Saturday, October 20, 2012
god's time
"It is certainly not an accident that in the modern world the church year and the secular year have moved further away from each other. When we today celebrate the beginning of a new church year there is a hint of the fact that the church has a different division of time than the world has. The church lives in the world and there the law of the creator is in force expressed in the Old Testament in the great words: "There is a time for everything." The church lives in the world in which the stars orbit, the years and seasons change, generations are born and die.
But the church has a special understanding of time. She can wait. For nineteen centuries she has sung in her liturgy the "Hosanna to the Son of David. Blessed is he who comes in the name of the Lord!" For nineteen centuries she has lifted hearts high to him who will come to judge the living and the dead. For nineteen centuries she has prayed"Amen. Come, Lord Jesus!" and heard the Answer, “Yes, I am coming soon." For nineteen centuries she has heard the sneering question "Where is the promise of his coming? For everything remains as it always has since the beginning of creation." (2 Peter 3:4). Through all these centuries right up to the present time she has received no other answer than the comforting and warning words of the New Testament to the Christendom of that time, “The Lord is not slow in keeping his promise, as some understand slowness. He is patient with you, not wanting anyone to persist but everyone to come to repentance."

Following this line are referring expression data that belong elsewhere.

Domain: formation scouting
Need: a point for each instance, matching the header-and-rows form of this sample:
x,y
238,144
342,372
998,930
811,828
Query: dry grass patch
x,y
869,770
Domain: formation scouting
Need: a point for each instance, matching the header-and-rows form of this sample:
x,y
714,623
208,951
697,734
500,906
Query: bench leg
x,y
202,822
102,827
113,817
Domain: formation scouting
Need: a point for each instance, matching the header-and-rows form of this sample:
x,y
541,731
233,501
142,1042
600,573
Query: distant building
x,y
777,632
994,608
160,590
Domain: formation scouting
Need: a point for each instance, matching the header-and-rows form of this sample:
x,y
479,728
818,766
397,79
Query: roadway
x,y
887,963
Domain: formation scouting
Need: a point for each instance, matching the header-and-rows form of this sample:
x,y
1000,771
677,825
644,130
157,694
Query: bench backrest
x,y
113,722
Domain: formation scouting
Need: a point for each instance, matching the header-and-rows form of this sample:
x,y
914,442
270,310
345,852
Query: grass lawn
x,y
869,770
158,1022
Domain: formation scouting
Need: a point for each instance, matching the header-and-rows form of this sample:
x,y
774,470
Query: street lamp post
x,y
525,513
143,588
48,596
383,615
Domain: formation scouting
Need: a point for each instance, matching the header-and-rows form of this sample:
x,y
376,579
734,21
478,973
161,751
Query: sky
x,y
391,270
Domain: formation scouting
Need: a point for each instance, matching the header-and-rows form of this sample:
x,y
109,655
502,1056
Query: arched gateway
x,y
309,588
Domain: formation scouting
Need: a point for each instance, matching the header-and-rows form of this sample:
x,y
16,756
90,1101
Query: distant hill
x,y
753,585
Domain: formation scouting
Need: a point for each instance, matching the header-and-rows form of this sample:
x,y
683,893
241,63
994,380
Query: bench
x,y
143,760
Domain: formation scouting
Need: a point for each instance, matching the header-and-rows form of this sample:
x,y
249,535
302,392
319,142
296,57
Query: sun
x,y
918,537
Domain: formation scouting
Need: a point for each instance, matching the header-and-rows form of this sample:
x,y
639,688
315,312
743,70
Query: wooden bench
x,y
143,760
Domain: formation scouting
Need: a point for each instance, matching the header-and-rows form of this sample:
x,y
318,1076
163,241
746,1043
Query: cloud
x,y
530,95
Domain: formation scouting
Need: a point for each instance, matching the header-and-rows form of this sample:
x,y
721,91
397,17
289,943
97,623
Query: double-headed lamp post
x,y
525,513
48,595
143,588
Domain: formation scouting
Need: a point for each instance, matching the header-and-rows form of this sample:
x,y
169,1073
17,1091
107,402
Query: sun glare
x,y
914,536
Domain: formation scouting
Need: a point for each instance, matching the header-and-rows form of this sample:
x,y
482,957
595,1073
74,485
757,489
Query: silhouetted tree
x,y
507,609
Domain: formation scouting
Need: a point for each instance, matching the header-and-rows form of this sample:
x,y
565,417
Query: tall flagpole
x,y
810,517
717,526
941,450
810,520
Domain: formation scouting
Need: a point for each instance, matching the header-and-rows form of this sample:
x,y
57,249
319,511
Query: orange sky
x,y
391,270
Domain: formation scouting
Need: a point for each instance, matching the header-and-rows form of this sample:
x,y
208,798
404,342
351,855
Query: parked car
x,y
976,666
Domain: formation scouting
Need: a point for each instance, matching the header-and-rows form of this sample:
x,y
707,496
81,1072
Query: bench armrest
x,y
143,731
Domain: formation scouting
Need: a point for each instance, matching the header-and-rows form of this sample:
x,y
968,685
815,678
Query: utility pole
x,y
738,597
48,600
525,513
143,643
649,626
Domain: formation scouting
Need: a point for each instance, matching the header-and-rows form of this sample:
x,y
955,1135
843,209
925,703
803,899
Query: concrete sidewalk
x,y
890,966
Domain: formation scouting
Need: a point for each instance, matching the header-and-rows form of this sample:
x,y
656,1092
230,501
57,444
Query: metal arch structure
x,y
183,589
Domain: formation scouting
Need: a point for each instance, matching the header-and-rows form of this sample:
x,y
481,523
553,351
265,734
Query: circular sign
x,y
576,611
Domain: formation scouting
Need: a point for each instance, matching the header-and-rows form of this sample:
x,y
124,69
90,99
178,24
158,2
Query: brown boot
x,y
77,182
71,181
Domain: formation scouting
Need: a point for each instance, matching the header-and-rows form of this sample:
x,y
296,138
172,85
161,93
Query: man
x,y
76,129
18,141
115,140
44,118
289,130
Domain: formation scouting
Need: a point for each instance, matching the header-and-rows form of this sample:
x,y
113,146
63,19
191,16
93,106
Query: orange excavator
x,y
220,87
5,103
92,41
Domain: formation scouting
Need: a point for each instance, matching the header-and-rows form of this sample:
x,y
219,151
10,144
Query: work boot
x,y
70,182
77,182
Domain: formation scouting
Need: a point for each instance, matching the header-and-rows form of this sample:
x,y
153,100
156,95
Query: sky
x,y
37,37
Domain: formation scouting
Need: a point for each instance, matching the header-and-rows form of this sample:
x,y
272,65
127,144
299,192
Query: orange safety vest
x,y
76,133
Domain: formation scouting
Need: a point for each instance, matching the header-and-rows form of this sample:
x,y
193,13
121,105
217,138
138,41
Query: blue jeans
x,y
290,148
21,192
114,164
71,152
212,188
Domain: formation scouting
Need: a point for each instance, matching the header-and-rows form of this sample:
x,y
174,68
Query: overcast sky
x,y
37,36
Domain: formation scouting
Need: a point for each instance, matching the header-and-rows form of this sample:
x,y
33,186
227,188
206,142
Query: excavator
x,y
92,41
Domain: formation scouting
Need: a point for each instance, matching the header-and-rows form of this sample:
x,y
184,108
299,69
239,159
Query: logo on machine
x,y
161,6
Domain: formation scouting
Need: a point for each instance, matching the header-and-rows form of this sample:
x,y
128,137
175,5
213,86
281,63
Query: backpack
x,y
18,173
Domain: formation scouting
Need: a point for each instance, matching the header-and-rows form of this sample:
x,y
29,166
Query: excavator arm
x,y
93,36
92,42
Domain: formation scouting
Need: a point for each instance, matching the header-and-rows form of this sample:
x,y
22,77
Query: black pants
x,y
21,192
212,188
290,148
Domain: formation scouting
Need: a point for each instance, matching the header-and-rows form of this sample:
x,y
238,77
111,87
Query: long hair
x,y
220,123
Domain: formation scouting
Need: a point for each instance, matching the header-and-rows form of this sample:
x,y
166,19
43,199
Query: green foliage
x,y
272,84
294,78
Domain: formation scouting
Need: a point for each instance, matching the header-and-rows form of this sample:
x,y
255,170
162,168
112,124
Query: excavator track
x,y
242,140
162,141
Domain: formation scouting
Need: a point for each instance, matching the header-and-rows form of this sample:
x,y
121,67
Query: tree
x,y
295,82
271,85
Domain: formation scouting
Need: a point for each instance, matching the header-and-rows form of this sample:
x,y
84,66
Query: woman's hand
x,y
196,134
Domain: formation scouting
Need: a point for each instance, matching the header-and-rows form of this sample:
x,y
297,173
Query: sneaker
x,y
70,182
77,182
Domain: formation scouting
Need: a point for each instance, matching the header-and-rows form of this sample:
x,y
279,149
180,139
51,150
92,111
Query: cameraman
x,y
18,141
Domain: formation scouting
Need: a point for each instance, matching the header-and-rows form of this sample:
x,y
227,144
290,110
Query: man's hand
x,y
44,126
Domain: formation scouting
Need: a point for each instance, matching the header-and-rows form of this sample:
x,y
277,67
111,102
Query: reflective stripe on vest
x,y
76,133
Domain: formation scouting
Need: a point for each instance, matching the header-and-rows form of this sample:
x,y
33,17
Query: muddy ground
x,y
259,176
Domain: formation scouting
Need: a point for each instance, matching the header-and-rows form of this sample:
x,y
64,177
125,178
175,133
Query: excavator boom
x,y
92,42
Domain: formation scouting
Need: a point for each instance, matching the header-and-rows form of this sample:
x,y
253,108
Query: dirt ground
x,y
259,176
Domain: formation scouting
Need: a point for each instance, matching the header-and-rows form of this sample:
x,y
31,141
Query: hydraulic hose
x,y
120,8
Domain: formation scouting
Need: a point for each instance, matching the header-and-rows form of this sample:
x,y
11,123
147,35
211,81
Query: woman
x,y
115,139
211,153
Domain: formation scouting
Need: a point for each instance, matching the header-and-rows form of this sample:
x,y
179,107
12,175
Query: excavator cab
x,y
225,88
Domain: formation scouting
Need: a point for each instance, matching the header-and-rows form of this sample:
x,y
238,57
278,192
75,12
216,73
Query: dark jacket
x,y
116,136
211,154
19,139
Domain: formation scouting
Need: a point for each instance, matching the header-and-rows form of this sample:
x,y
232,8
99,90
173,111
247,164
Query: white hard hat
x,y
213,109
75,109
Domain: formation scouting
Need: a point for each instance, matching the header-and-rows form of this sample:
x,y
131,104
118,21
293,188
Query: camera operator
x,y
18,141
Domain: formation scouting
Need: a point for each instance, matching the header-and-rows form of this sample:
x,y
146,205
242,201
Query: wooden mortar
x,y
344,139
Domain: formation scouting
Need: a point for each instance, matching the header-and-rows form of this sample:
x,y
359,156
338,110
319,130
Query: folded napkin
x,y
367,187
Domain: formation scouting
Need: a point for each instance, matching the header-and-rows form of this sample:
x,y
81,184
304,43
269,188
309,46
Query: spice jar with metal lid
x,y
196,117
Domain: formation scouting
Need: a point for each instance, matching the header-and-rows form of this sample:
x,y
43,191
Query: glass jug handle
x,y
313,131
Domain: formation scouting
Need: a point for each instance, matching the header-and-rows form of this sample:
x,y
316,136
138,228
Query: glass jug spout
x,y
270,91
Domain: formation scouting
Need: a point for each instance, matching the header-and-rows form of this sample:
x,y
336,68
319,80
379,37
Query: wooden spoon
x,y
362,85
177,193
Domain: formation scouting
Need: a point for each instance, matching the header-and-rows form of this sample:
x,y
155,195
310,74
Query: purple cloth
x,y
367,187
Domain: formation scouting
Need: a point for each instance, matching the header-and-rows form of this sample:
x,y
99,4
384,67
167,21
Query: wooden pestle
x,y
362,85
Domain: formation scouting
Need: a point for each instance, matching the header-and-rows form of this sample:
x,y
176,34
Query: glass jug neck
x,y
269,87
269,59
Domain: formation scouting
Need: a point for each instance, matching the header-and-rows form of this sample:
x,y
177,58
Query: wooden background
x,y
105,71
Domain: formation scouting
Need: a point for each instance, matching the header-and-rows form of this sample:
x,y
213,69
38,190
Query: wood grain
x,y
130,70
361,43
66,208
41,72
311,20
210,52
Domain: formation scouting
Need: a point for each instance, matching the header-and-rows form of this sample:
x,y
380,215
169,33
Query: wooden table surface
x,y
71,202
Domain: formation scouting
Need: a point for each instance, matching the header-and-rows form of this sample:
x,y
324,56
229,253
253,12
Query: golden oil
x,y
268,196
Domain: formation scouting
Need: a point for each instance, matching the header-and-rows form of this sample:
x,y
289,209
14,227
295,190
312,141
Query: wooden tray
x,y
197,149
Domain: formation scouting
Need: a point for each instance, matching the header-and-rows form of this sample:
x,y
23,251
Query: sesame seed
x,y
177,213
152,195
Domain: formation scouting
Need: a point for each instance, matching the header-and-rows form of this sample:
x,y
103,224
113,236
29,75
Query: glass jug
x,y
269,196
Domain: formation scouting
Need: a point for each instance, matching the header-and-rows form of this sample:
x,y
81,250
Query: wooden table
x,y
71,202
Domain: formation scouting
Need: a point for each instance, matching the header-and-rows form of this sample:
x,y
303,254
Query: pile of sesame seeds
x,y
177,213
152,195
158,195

God has been patient with us. So the church waits with patience. This patience is foreign to the world. It can't wait. It must always have everything right away. That has been true for the entire modern world of humankind in the last century. For a hope that still hasn't been fulfilled after nineteen centuries simply makes no sense. We all need to be quite clear about what fools we make ourselves in the eyes of the world when we gather here in this house of God today in 1936 in order to have our hope strengthened in the coming of the Lord, and to pray with the Christendom of every century "Amen. Come, Lord Jesus!"